The Ministry of Interior also said in April that it would be using its growing network of surveillance cameras to remotely ticket motorists who talk on their phones while driving, don’t buckle up and illegally overtake other vehicles.
While the use of technology, including radar cameras, may be an effective way of penalizing bad driving, some experts say it doesn’t really change motorists’ behavior.
Roger Taylor, a defensive driving specialist in Ras Laffan, previously told Doha News that the sight of police officers stopping motorists and handing out tickets would be a much more effective deterrent:
“If someone is being pulled over the police, hundreds of people will pass by and say, ‘I don’t want that embarrassment.’”
Rising fatalities
Some 174 people have died on Qatar’s roads through the first nine months of this year, up from 150 during the same period in 2014, according to a tabulation of figures released monthly by the Ministry of Development Planning and Statistics.
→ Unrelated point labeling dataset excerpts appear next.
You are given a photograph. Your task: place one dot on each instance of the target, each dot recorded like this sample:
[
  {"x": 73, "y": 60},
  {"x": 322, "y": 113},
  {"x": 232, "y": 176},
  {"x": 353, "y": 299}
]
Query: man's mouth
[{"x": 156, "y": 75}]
While some say it’s inevitable that the number of serious collision on Qatar’s roads will increase as the population keeps climbing, authorities have set a goal to reduce the number of traffic fatalities in absolute terms.
As part of the country’s National Road Safety Strategy, authorities want the number of deaths to fall to 130 by 2022.
In relative terms, the country’s National Traffic Safety Committee has set a goal of reducing the number of fatalities to six per 100,000 residents. In 2012, the comparable figure was nine deaths per 100,000 people, down from 13 per 100,000 people in 2010.
That goal was repeated today at the International Traffic Medicine Association’s World Congress.
The conference, which has been held biannually in recent years, brings together traffic engineers, road designers, police, paramedics and doctors to discuss how to reduce the number of casualties caused by vehicle collisions and ensure that victims receive the best medical treatment.
The Congress, which is not open to the public, continues until Wednesday.